Our Daughters, Our Pride - Girls Break Stereotypes, Chart New Career Paths in Music

She could have chosen a comfortable life practising law but Abhaya Subba Weise opted to take a path riddled with uncertainties and set a mark as the first woman from Darjeeling to start her own rock band.

Abhaya who has performed with bands such as Parikrama, Red, The Skywalkers and Panchtatva in mid-nineties broke all stereotypes by starting her own band Abhaya and the Steam Injuns in 2003.

"I was interested in rock music because I had grown up listening to Mr. Big, Pink Floyd, Guns N' Roses and Metallica. Rock shows attract huge crowds and their performance on stage sets my adrenaline pumping," she said.

With an increase in the number of clubs and pubs, demand for live music has increased making the profession financially viable, she added. Music and deejaying are now among the hot career options for many girls from the hills.

Owners of professional music schools have identified the pulse of the young generation. They say aspiring musicians from the hills are skilled.

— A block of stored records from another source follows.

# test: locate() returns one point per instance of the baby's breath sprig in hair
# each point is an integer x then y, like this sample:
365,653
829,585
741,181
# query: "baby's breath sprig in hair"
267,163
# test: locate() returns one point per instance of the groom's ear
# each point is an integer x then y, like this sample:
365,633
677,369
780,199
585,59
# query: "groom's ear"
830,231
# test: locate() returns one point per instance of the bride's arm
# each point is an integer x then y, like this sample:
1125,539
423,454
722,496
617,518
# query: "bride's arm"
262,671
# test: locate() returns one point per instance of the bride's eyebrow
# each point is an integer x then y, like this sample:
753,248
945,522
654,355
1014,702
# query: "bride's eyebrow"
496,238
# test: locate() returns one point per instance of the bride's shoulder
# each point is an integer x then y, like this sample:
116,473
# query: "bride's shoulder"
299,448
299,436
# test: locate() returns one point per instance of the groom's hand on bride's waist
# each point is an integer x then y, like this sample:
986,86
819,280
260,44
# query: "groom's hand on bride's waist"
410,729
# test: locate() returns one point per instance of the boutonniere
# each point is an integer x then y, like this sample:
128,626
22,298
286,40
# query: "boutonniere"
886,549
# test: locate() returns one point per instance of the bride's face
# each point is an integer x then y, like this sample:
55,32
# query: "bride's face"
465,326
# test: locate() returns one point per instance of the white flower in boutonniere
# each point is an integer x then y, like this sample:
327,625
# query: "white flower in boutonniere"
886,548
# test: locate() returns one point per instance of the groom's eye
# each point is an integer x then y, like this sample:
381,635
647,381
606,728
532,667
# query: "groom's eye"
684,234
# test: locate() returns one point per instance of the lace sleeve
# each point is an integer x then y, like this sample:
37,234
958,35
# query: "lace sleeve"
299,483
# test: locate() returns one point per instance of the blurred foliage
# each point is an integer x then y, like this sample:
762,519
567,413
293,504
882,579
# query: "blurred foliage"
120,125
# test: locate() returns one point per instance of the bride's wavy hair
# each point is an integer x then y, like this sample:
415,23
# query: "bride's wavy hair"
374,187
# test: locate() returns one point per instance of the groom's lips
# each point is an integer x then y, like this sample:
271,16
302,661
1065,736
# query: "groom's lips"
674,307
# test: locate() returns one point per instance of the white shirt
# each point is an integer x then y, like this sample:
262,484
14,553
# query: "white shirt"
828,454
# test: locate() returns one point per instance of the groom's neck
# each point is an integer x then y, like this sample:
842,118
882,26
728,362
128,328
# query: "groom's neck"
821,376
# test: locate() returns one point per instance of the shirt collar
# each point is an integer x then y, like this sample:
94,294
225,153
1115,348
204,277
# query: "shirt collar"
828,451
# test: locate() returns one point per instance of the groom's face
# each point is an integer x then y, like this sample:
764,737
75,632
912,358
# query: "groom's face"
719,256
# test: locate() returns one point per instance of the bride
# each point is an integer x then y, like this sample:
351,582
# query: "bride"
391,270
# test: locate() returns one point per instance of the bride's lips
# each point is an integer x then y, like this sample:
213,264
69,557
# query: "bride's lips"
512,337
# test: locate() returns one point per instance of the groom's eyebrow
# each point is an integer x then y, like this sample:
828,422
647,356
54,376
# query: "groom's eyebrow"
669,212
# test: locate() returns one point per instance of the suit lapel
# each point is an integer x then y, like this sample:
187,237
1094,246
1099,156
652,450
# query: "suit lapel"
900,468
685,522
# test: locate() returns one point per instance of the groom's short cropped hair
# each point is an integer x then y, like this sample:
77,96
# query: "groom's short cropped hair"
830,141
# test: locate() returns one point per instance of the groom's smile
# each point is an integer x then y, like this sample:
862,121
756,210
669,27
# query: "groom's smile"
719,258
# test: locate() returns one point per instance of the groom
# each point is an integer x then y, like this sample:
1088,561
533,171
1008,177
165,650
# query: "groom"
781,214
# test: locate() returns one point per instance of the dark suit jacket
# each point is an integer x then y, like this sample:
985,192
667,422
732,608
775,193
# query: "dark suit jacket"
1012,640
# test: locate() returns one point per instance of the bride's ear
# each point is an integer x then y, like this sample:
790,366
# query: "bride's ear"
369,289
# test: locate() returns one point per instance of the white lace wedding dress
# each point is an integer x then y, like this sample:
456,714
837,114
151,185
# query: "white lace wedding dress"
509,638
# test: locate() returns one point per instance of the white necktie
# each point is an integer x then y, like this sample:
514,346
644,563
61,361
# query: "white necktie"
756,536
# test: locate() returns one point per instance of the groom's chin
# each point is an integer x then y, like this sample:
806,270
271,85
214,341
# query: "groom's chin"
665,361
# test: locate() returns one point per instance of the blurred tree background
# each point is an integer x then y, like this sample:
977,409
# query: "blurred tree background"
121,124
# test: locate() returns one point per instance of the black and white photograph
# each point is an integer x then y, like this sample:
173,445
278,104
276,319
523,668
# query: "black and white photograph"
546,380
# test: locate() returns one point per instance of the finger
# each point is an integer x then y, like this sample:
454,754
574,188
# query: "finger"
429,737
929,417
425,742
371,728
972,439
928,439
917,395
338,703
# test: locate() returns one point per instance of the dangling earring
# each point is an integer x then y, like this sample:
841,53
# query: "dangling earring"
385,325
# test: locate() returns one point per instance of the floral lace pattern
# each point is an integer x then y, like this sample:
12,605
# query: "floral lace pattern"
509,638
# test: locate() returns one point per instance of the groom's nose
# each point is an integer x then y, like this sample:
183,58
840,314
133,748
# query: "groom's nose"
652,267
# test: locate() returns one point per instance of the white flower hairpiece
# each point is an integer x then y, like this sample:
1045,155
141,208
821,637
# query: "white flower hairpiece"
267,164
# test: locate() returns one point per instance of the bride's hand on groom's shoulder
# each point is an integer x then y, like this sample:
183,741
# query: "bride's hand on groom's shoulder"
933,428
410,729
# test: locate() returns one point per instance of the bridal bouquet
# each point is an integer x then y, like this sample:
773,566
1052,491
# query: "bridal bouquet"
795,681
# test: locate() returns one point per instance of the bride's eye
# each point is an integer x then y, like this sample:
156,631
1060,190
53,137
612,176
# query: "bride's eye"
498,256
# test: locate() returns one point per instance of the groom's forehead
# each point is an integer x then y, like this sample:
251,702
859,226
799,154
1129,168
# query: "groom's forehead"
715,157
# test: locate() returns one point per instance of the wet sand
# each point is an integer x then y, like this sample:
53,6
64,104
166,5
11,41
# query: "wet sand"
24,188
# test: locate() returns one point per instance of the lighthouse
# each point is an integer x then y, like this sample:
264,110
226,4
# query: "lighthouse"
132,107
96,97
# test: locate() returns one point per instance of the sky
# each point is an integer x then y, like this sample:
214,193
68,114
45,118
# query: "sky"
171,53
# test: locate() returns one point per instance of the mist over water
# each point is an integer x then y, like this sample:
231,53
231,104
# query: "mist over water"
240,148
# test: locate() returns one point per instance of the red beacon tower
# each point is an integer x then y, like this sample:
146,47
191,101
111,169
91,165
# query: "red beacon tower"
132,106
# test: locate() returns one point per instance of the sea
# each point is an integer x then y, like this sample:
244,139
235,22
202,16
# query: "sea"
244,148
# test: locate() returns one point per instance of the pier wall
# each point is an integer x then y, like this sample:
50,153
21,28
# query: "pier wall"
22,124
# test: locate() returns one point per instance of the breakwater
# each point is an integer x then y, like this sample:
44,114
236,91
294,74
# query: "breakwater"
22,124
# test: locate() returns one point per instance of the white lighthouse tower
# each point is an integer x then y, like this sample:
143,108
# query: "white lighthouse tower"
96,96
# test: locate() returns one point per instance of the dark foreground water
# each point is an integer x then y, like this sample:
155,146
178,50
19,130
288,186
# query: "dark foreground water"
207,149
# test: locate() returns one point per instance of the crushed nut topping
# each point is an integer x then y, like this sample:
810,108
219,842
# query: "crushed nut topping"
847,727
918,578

"Hill youths are good musicians but without formal training of practice and theory, they go no further. Today there is a lot of scope for boys and girls who want to learn Western music. We want to guide them in the right direction so they can pursue it not as a hobby but make a good career in music industry," said Clement Britto who started the School of Rock affiliated to Rock School UK at Kalimpong in 2012.

Monalisa Rai, who hails from Kurseong and is a lead singer of a Delhi-based band RigMona since two years, says there hasn't been an idle weekend.

"Social media has helped tremendously to promote our band. We keep getting offers for gigs through our social media accounts and there hasn't been a single weekend when we have not performed. Moreover, the audiences love female musicians because it allows the band to perform a variety of songs," she said.

RigMona is group of four, including three men, and has come out with two music videos - ordinary lover and we all believe in love.

Sonika Lama from Darjeeling is another woman who opted for an unconventional career and started as a radio jockey in late 90's and now is popularly known as Deejay She.

"Deejaying was a relatively new career option when I started. Except for a three week crash course from an international deejay I had not received any formal training. I learned while on the job. However, the scene has changed today and one can now get trained at an institute," said Sonika, who performs across the country.

"Earlier, only big cities boasted of thriving nightlife but recently a good number of clubs and pubs have come up in the region too. The uncertainties associated with the profession are no longer there. More girls from hills wants to become deejays now," Sonika said.

Ekta Subba popularly known as DJ Rachel is also from Kurseong and at present is a resident deejay at Taj Palace Delhi and freelances too.

"I was in the middle of my deejaying course when my father expired. I could have taken up his job in a bank but I chose to complete my deejaying course as nothing interests me more than music. My advice to young girls is that people may doubt your skills but always follow your heart and do what you love," said Ekta.

Prem Kiran Dan Gurung, owner of Elim Melody Academy in Siliguri, says the changing taste of audiences in music has encouraged youngsters to make a career in the music industry.

The institute affiliated to Rock School UK, Royal School of Music UK, and Trinity College in London, offer courses in western classical music and modern music.